Peaser
Peaser

Reputation: 575

Strings listed as different by python even though they are clearly the same?

I have 2 strings: str1 and str2.

How I got str1:

class Verifier(tk.Tk):
    def __init__(self):
        tk.Tk.__init__(self)
        self.entry = tk.Entry(self, show='*')
        self.button = tk.Button(self, text="Verify", command=self.on_button)
        self.button.pack()
        self.entry.pack()

    def on_button(self):
        p = self.entry.get()
        str1 = hashlib.md5(p).hexdigest()

Str1 is the md5 of text entered into a tkinter text box.

If I enter 'hello', Str1 is '5d41402abc4b2a76b9719d911017c592'

How I got Str2:

Str2 = open("x.txt", "r").readlines()[0]

This is a text file with the md5 hash of 'hello' (5d41402abc4b2a76b9719d911017c592).

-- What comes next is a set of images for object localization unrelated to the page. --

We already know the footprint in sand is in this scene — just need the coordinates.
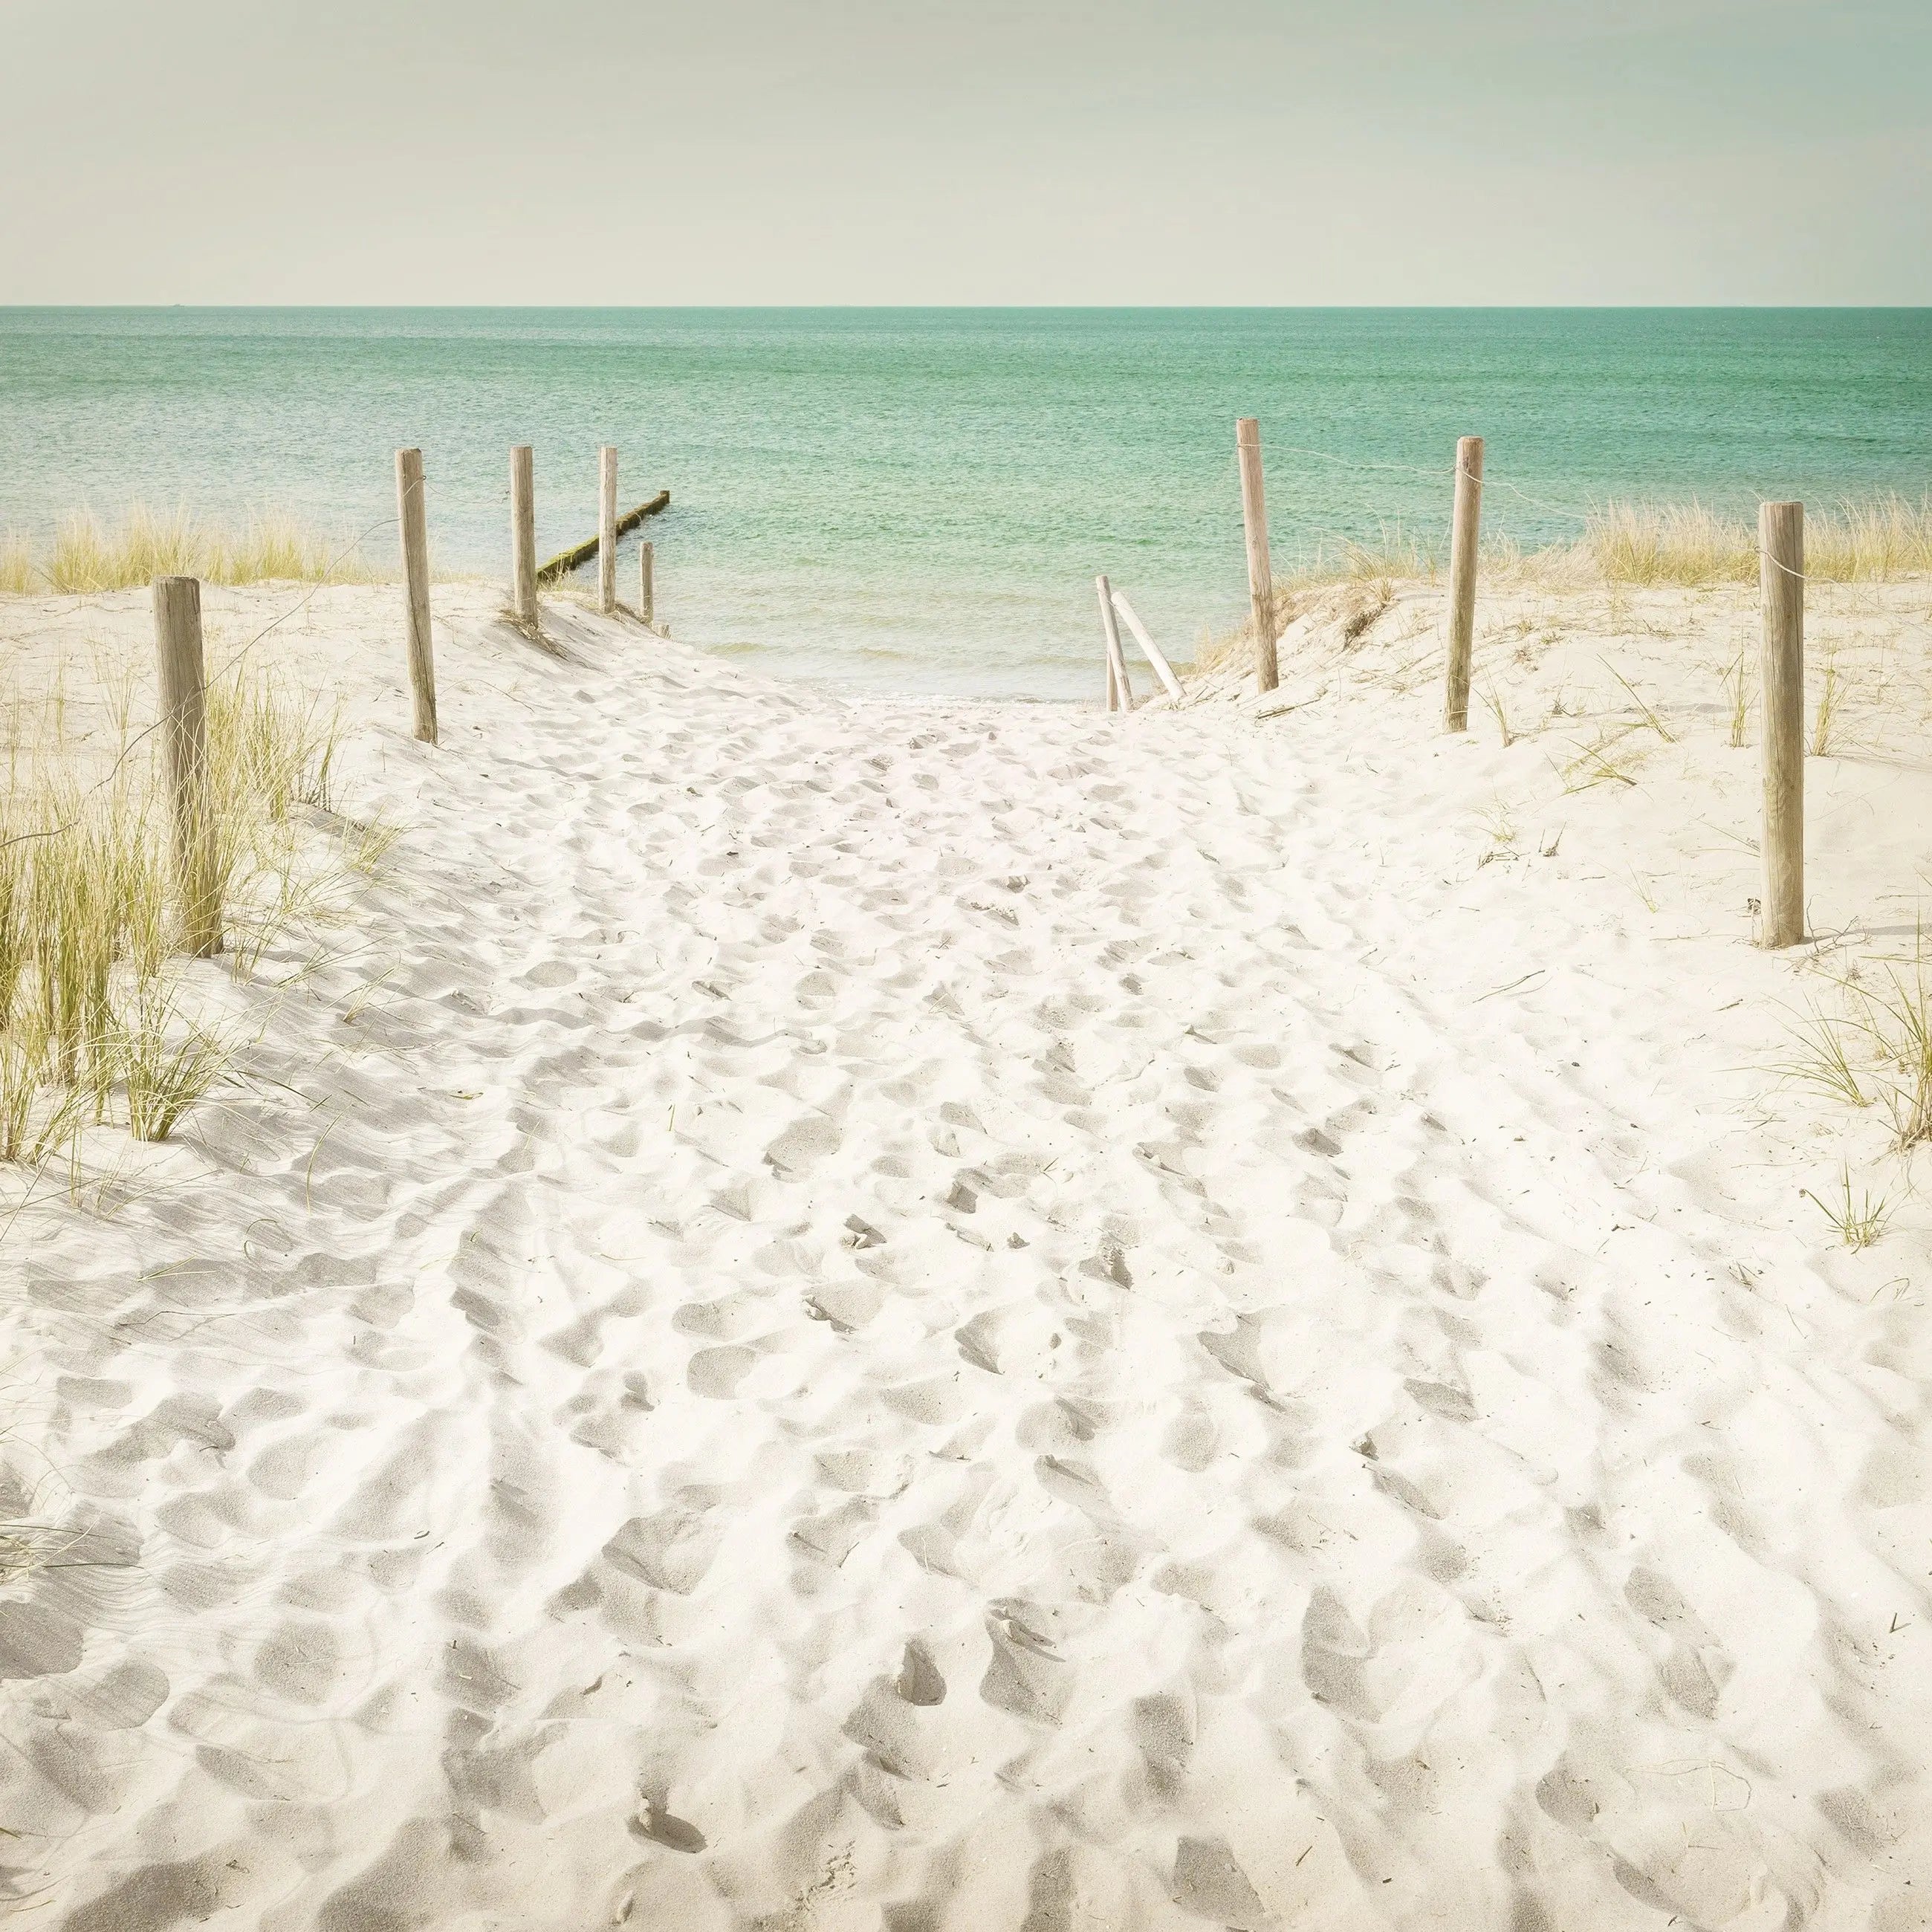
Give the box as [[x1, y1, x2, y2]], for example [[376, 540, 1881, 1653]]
[[1623, 1565, 1735, 1719], [602, 1507, 722, 1596], [765, 1113, 843, 1180], [979, 1604, 1072, 1725], [252, 1619, 341, 1705], [686, 1343, 758, 1398], [0, 1601, 84, 1679], [895, 1639, 946, 1705], [632, 1795, 707, 1852], [1170, 1837, 1271, 1929]]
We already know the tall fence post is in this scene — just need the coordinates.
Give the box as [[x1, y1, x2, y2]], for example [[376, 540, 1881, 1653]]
[[640, 539, 655, 630], [1443, 434, 1484, 732], [1235, 418, 1277, 695], [1760, 500, 1805, 947], [152, 576, 221, 958], [510, 444, 538, 628], [395, 447, 437, 745], [598, 446, 618, 614], [1095, 574, 1132, 712]]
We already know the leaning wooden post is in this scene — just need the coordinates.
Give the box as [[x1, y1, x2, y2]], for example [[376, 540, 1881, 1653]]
[[395, 448, 436, 745], [639, 540, 655, 630], [1443, 434, 1484, 732], [597, 445, 618, 614], [1235, 419, 1277, 694], [1109, 589, 1185, 702], [1096, 574, 1133, 712], [1760, 500, 1805, 947], [510, 444, 538, 627], [152, 576, 221, 958]]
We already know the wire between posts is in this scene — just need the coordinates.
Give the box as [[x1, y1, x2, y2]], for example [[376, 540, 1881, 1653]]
[[1230, 436, 1604, 526], [1220, 442, 1922, 655]]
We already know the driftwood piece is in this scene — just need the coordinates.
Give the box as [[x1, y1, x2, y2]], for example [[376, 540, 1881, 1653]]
[[537, 490, 670, 583]]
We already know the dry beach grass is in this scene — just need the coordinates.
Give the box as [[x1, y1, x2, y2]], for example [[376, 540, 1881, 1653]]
[[0, 504, 388, 594], [1195, 493, 1932, 672], [0, 655, 349, 1187]]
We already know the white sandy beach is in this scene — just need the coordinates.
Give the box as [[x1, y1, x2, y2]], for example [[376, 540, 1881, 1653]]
[[4, 574, 1932, 1929]]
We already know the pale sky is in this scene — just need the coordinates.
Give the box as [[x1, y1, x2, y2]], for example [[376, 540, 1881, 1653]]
[[5, 0, 1928, 305]]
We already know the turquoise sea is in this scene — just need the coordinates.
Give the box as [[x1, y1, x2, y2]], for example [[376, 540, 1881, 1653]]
[[2, 308, 1928, 699]]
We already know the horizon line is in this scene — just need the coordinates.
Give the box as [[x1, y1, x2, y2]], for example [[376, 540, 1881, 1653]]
[[5, 301, 1932, 314]]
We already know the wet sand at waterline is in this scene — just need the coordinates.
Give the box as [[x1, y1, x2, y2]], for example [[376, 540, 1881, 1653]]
[[2, 577, 1931, 1928]]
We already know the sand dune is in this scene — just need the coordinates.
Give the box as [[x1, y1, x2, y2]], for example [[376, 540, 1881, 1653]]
[[2, 579, 1930, 1928]]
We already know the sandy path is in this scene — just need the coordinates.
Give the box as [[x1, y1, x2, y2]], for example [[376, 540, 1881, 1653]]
[[4, 589, 1930, 1928]]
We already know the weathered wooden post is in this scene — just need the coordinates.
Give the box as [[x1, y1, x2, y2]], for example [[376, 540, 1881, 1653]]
[[510, 444, 538, 627], [1235, 418, 1277, 694], [152, 576, 221, 958], [1109, 589, 1185, 702], [639, 539, 655, 630], [1099, 582, 1117, 710], [1443, 434, 1484, 732], [395, 447, 436, 745], [597, 446, 618, 614], [1096, 574, 1133, 711], [1760, 499, 1805, 947]]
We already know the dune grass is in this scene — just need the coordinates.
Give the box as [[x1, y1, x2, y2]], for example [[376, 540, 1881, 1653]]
[[1285, 530, 1439, 591], [0, 535, 33, 596], [1192, 569, 1416, 674], [2, 505, 386, 594], [1185, 493, 1931, 676], [1784, 949, 1932, 1161], [1802, 1165, 1895, 1251], [1583, 495, 1932, 588], [0, 666, 346, 1179]]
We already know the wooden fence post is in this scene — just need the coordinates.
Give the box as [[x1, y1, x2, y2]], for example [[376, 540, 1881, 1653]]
[[1443, 434, 1484, 732], [640, 539, 655, 630], [1109, 589, 1185, 702], [1760, 499, 1805, 947], [1096, 574, 1133, 712], [1235, 418, 1277, 694], [395, 448, 437, 745], [510, 444, 538, 627], [152, 575, 221, 958], [598, 446, 618, 614]]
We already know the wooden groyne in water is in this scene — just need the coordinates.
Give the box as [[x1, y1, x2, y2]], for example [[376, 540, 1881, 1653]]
[[537, 489, 670, 586]]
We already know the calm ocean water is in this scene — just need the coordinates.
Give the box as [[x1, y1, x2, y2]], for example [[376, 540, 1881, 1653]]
[[2, 308, 1928, 699]]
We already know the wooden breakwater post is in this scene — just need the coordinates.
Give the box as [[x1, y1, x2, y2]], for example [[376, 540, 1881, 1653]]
[[1095, 574, 1133, 711], [395, 448, 437, 745], [510, 444, 539, 627], [152, 576, 221, 957], [1236, 418, 1277, 694], [1443, 434, 1484, 732], [640, 540, 655, 630], [1760, 500, 1805, 947], [597, 446, 618, 614]]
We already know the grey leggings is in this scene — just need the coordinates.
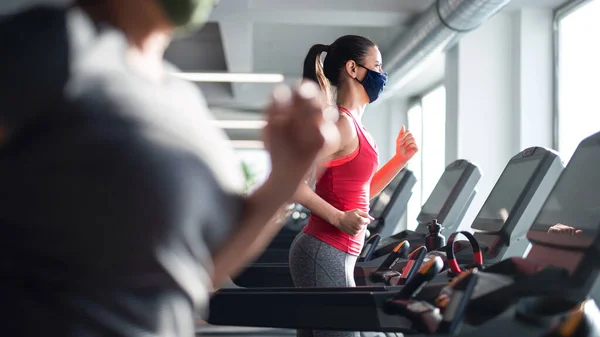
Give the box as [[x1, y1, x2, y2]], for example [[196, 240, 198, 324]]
[[289, 232, 360, 337]]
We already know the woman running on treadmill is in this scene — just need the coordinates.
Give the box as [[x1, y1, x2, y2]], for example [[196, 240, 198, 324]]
[[289, 35, 418, 337]]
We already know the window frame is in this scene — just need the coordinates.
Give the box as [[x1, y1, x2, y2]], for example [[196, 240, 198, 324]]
[[406, 99, 423, 201], [405, 84, 446, 226], [405, 100, 423, 228], [552, 0, 595, 150]]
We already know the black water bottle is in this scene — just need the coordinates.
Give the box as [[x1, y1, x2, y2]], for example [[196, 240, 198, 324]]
[[425, 219, 445, 251]]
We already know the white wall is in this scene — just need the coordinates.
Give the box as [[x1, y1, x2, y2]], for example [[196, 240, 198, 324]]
[[363, 97, 409, 165], [445, 8, 555, 231], [513, 9, 554, 150]]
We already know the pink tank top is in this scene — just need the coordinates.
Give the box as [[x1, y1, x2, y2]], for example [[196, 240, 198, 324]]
[[302, 107, 379, 256]]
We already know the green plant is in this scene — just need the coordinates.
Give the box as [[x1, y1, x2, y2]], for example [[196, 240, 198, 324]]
[[240, 161, 258, 194]]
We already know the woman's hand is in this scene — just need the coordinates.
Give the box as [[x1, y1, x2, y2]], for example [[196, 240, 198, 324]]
[[548, 223, 583, 236], [333, 209, 374, 236], [395, 125, 418, 162]]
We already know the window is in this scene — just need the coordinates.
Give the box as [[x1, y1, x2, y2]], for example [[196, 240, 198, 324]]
[[556, 0, 600, 163], [421, 86, 447, 201], [406, 104, 423, 229], [406, 86, 447, 229]]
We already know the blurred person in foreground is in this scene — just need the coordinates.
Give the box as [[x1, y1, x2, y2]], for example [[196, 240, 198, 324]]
[[0, 0, 339, 336]]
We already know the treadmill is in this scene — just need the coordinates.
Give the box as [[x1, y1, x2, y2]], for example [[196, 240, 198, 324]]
[[366, 168, 417, 239], [233, 162, 477, 288], [420, 146, 565, 276], [207, 132, 600, 335], [355, 147, 564, 285], [372, 159, 481, 258], [438, 136, 600, 337]]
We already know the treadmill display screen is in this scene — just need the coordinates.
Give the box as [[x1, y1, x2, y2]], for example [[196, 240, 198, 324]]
[[419, 169, 464, 220], [472, 159, 541, 232], [530, 144, 600, 248], [370, 170, 406, 219]]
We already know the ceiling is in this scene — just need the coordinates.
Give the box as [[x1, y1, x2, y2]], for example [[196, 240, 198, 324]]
[[164, 0, 569, 112], [165, 0, 431, 111], [1, 0, 570, 114]]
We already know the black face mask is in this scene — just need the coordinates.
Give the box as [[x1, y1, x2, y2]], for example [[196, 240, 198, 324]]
[[355, 63, 388, 103]]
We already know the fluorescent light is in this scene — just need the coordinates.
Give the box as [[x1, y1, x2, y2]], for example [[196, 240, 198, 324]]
[[171, 72, 284, 83], [230, 140, 265, 149], [213, 120, 267, 129]]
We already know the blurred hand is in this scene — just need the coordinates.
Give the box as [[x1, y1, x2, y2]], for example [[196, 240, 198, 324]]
[[262, 82, 340, 198], [334, 209, 374, 236], [548, 223, 583, 236], [395, 125, 418, 162]]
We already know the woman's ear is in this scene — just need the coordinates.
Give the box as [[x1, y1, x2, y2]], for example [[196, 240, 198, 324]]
[[344, 60, 358, 79]]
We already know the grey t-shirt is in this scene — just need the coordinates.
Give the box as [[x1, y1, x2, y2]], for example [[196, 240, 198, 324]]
[[0, 6, 245, 336]]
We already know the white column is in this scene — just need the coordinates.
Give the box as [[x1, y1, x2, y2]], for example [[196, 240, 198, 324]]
[[513, 9, 555, 151], [445, 13, 517, 230]]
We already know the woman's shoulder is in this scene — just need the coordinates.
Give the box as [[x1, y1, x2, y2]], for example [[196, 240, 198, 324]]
[[336, 111, 358, 141]]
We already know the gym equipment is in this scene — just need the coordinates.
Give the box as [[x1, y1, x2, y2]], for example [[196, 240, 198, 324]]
[[368, 241, 430, 287], [355, 147, 562, 286], [207, 131, 600, 336], [425, 219, 445, 251], [457, 147, 563, 264], [372, 159, 481, 259], [417, 147, 564, 279], [436, 269, 479, 334], [400, 246, 428, 284], [251, 168, 416, 265], [368, 168, 417, 238], [358, 233, 382, 262], [370, 241, 411, 284], [446, 231, 483, 276]]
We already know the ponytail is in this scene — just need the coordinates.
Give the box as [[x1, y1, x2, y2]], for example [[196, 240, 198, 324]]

Here is a script that describes this:

import Tkinter as tk, hashlib
Str2 = open("x.txt", "r").readlines()[0]
class Verifier(tk.Tk):
    def __init__(self):
        tk.Tk.__init__(self)
        self.entry = tk.Entry(self, show='*')
        self.button = tk.Button(self, text="Verify", command=self.on_button)
        self.button.pack()
        self.entry.pack()

    def on_button(self):
        p = self.entry.get()
        Str1 = hashlib.md5(p).hexdigest()
        print Str1
        print Str2 #Notice how these are the same
        print Str1 == Str2 #Why does this return false
        print str(Str1) == str(Str2) #FOR GOOD MEASURE
Verifier().mainloop()

I don't know if it's just me, or what. I am running python 2.7

Here is a screenshot : screenshot

Please help.

Upvotes: 0

Views: 57

Answers (1)

confused_at_times
confused_at_times

Reputation: 545

Str2 has a newline character at the end. Do:

Str2.strip()

To remove it.

EDIT: As mentioned in a comment, str.rstrip() will strip characters to the right of the string only, whereas str.strip() strips from both ends. Feel free to use either, however, beware of strings that have a blank space at the start when parsing in from file, as str.rstrip() will not remove it. This is the main reason why I just stick with str.strip() by default. I wouldn't concern myself with efficiency here either; I can pretty much guarantee profiling most codes will find bigger bottlenecks than the difference between str.strip() and str.rstrip().